Dutch Court: 'Crimea artefacts must be returned to
Ukraine'
(Vatican Radio) A Dutch court has ruled that a trove of
historical artefacts being held by an Amsterdam museum must be returned to
Ukraine and not to four museums in Crimea, which loaned them out for an
exhibition in 2014. The decision is aimed at ending a cultural tug-of-war
triggered by Russia's annexation of Crimea.
Wednesday's ruling by the District Court of Amsterdam came
after Russia's annexation of Crimea in 2014 left treasures in a legal limbo.

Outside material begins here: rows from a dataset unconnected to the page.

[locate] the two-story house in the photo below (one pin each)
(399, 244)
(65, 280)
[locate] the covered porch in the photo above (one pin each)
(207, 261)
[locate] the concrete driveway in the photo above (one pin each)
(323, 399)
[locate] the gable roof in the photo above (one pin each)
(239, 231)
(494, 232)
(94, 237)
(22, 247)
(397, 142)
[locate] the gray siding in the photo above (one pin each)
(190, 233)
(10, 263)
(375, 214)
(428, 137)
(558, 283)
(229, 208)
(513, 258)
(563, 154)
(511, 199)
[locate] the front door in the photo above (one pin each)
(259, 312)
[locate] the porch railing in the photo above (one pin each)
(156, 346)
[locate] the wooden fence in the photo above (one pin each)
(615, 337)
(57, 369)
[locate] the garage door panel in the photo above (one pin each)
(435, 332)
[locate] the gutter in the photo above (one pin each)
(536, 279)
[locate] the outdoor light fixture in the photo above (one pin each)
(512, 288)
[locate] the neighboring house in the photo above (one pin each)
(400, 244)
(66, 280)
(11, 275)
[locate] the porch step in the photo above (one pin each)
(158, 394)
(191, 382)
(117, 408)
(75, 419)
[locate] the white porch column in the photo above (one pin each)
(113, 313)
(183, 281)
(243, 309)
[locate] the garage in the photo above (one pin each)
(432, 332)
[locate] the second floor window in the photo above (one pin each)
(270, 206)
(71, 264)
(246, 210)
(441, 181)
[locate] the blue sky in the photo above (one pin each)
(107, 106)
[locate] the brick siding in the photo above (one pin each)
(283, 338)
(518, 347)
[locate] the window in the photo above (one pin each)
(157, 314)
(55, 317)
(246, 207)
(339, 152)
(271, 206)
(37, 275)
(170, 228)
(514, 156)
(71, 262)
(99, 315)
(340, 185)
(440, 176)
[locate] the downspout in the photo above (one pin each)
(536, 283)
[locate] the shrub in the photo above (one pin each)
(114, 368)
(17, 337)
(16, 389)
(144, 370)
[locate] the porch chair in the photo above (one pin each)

Both the Crimean museums and Ukraine demanded the return by Amsterdam's Allard
Pierson Museum of some 300 stunning historical artefacts.
The museum had borrowed them for a 2014 exhibition that
opened a month before the annexation. However judge Mieke Dudok van Heel ruled
that the artefacts should be returned to Ukraine, in part because Crimea is not
recognized as a separate country.
She explained "that the Crimean museums take the
position that the Crimean treasures belong to the cultural heritage of Crimea,
or the Autonomous Republic of Crimea."
However, she said, "neither Crimea, nor the Autonomous
Republic of Crimea are sovereign states. It is certain that the Autonomous
Republic of Crimea was anyway, at the moment of the export of the Crimean
treasures, part of the sovereign state of Ukraine."
The Amsterdam court's decision was a clear victory for
Ukraine, the court said that the treasures should remain in storage in
Amsterdam pending the outcome of a possible appeal. While Kiev was celebrating,
authorities in Crimea quickly announced they would appeal, calling the ruling
"another politicized, wrong decision which contradicts the laws."